Hitherto unstageable, unfilmable and – for its ailing, censored author, almost unfinishable – Bulgakov's great sunset novel is a desperately glamorous ride through many worlds of betrayal, love and cruelty.
Its crowd scenes are swelled by writers, muses, Judases and petty officials. And the set-piece scenes that adaptors must convey are Faustian in their scope: they range from the fly-tormented crucifixion of Jesus to the luminous perversion of a muderers' ball, given by Satan and his giant black cat.
Complicite's signature ability to tell a story with breathtaking fluency across the media of words, concerted physical movement, dazzling film projections and immersive soundscapes helps the company succeed where the likes of Fellini and Lloyd-Webber abandoned hope.
Their three-and-a-quarter-hour staging brings Bulgakov's vision to teasing, mournful, erotic life. At its considerable best, it turns it into a human kaleidoscope: in one unforgettable scene, where the devil does a black magic show at a Moscow theatre, the gurning, quaking faces of the audience are multiplied and mirrored all over the huge backdrop.
Complicite's adaptation is a collage of horror and delight, played out at odd angles over multiple flickering planes. It captures the absurd wit, the philosophy and the sheer spectacular thrill of Bulgakov's novel. But it lacks tenderness – even though the eponymous lovers, a tortured writer and his muse, are foregrounded from the start.

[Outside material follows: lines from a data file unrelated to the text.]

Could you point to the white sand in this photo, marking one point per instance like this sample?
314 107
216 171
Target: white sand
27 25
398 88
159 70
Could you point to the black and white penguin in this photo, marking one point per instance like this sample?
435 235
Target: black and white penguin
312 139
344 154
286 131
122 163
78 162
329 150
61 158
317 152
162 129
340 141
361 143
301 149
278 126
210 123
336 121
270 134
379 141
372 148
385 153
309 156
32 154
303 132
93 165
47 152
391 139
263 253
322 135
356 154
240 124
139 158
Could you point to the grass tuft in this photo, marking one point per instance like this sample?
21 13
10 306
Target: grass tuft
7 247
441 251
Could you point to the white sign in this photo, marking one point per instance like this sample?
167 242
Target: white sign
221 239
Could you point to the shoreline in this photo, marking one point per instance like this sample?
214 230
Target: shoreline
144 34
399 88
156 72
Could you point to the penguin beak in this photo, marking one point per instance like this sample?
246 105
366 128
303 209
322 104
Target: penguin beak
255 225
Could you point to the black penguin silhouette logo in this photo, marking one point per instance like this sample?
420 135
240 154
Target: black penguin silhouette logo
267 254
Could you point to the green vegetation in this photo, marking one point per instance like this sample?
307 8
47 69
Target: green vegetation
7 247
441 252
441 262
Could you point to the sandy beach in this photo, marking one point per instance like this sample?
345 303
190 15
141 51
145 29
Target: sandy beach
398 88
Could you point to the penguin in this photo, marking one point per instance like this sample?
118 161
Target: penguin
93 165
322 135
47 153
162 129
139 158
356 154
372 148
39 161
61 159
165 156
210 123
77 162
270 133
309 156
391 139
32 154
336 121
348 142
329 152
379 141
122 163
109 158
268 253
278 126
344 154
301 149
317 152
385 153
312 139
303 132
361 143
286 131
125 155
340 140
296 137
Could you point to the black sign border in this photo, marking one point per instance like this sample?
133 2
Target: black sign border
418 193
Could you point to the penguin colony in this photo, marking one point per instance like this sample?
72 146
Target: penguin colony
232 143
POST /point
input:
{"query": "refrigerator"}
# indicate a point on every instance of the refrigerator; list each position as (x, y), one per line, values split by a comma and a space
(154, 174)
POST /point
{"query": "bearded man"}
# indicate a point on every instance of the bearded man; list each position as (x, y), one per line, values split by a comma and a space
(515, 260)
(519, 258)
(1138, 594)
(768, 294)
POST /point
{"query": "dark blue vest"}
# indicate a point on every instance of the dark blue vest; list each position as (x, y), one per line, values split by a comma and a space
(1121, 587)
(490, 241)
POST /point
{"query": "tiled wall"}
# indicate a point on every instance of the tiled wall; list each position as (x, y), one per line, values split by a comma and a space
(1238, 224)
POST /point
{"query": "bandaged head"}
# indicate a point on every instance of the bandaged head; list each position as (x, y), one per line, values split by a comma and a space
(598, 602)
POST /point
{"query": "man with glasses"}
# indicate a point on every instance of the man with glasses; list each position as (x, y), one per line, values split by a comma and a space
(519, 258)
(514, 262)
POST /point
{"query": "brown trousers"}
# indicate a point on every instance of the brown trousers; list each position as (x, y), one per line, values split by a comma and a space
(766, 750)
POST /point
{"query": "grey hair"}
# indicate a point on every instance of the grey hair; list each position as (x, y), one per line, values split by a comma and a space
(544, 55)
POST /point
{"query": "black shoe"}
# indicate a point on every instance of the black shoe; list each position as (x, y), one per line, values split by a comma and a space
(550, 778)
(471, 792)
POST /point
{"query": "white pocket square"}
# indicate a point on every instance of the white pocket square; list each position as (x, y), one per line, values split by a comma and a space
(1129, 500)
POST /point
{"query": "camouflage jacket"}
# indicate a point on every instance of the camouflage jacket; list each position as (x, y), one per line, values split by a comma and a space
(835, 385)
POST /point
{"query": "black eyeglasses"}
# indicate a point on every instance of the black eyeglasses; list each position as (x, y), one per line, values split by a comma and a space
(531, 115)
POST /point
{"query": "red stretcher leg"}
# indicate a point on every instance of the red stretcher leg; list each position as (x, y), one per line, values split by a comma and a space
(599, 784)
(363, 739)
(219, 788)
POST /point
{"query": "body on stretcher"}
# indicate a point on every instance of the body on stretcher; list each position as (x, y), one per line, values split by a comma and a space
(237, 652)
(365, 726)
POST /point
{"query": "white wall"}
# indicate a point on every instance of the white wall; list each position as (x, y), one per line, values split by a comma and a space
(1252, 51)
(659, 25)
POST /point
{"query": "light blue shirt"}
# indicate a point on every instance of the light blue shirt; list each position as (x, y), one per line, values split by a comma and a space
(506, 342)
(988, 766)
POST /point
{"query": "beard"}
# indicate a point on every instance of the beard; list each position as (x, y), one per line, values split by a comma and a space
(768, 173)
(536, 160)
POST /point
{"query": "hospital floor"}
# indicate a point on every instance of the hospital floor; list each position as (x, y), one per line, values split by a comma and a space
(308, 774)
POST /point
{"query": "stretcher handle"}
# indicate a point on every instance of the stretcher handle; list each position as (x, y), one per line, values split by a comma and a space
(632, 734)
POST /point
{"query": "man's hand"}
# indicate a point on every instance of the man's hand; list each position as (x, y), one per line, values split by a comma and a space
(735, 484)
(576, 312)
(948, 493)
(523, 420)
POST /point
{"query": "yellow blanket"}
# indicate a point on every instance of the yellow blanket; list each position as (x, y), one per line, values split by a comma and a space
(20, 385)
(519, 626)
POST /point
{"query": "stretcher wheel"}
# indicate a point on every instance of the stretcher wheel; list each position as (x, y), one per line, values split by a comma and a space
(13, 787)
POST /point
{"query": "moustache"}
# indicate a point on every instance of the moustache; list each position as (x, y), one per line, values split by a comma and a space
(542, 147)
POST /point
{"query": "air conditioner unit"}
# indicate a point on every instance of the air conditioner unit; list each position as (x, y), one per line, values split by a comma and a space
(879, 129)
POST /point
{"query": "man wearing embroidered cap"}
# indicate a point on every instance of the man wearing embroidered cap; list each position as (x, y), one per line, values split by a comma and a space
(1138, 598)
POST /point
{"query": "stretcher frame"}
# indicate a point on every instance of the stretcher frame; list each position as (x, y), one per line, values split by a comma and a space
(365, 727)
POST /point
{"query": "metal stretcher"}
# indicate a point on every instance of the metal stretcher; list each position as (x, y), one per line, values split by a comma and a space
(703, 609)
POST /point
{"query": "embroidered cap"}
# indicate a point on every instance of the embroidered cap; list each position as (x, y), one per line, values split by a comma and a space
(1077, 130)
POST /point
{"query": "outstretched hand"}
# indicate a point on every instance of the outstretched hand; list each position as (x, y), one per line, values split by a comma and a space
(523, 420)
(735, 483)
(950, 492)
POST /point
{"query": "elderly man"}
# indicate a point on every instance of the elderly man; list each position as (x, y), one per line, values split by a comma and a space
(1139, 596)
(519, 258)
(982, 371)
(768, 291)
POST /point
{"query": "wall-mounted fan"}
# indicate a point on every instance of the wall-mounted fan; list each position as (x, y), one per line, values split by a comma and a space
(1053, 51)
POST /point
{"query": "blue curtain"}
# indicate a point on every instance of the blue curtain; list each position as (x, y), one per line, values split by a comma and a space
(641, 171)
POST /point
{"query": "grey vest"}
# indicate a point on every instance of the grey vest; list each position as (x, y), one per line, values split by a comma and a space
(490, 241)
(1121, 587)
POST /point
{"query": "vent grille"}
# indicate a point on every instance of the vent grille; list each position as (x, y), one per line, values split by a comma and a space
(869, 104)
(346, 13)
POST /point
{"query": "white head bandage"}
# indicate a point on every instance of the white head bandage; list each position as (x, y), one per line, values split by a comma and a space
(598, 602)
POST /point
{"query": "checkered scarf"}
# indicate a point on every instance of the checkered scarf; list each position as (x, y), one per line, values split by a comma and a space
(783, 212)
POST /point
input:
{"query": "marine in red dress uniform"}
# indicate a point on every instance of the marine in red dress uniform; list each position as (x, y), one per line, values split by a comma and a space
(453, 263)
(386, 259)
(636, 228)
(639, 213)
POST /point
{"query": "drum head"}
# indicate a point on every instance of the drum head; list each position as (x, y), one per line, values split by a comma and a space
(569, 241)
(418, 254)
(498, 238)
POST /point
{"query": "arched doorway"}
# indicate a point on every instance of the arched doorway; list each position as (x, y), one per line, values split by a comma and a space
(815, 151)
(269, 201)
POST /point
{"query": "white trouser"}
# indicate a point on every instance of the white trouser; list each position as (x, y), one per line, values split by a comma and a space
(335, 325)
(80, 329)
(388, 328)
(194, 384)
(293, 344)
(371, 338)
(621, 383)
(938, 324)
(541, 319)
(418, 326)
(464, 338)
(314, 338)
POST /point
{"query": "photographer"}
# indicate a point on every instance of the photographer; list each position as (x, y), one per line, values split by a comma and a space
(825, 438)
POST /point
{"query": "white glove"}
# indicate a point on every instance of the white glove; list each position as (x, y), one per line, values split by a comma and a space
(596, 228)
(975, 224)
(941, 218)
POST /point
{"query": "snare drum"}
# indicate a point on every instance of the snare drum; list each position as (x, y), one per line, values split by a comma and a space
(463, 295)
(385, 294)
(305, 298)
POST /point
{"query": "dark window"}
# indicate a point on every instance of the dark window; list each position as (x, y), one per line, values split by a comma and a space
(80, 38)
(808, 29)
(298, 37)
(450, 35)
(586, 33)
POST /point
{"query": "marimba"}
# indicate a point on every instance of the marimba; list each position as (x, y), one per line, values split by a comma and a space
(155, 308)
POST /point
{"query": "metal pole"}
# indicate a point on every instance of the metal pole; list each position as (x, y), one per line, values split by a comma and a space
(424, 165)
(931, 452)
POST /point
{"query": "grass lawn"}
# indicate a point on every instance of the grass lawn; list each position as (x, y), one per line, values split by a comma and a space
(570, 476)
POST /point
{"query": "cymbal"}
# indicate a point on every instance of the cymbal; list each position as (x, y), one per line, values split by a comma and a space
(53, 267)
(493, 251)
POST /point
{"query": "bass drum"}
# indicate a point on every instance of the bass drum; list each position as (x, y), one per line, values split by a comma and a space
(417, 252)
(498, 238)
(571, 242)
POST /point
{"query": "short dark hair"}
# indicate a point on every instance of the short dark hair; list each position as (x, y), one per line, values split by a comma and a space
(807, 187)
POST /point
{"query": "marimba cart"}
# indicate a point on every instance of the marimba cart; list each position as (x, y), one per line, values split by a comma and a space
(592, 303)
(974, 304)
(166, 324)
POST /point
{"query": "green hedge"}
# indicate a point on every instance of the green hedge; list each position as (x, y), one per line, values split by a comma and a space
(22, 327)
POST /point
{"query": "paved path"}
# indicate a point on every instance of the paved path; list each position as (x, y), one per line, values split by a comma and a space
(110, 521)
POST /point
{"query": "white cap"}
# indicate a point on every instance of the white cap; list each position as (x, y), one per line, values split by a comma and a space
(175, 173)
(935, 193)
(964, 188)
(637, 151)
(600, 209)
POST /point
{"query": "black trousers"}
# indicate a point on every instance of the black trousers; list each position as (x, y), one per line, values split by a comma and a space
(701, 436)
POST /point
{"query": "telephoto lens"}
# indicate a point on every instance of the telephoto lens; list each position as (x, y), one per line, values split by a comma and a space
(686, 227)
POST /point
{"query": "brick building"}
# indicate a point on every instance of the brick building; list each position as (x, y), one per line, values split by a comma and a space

Paul Rhys is heartbreakingly good as the broken Master – and, in one of the show's many impressive tricks, also plays Professor Woland, the Devil's alias in Moscow, with sinister Dracula-accented élan. But I found it hard to believe that Sinead Matthews's feisty Margarita loves her Master, even when she flies naked to Satan's ball to save him.
Like the multi-storied novel, the show suffers from multiple endings. In its biblical Jerusalem story, Tim McMullan's Pontius Pilate makes poignant emotional contact with Cesar Sarachu's Yeshua, whom he sentences to death.
This is one hell of a party. But that sense of love – and betrayal and complicity – is something gets a little lost in the impressive burlesquing of the black-magic finale, where the Master and Margarita ride through the sky and vanish into a technically dazzling black universe of stars.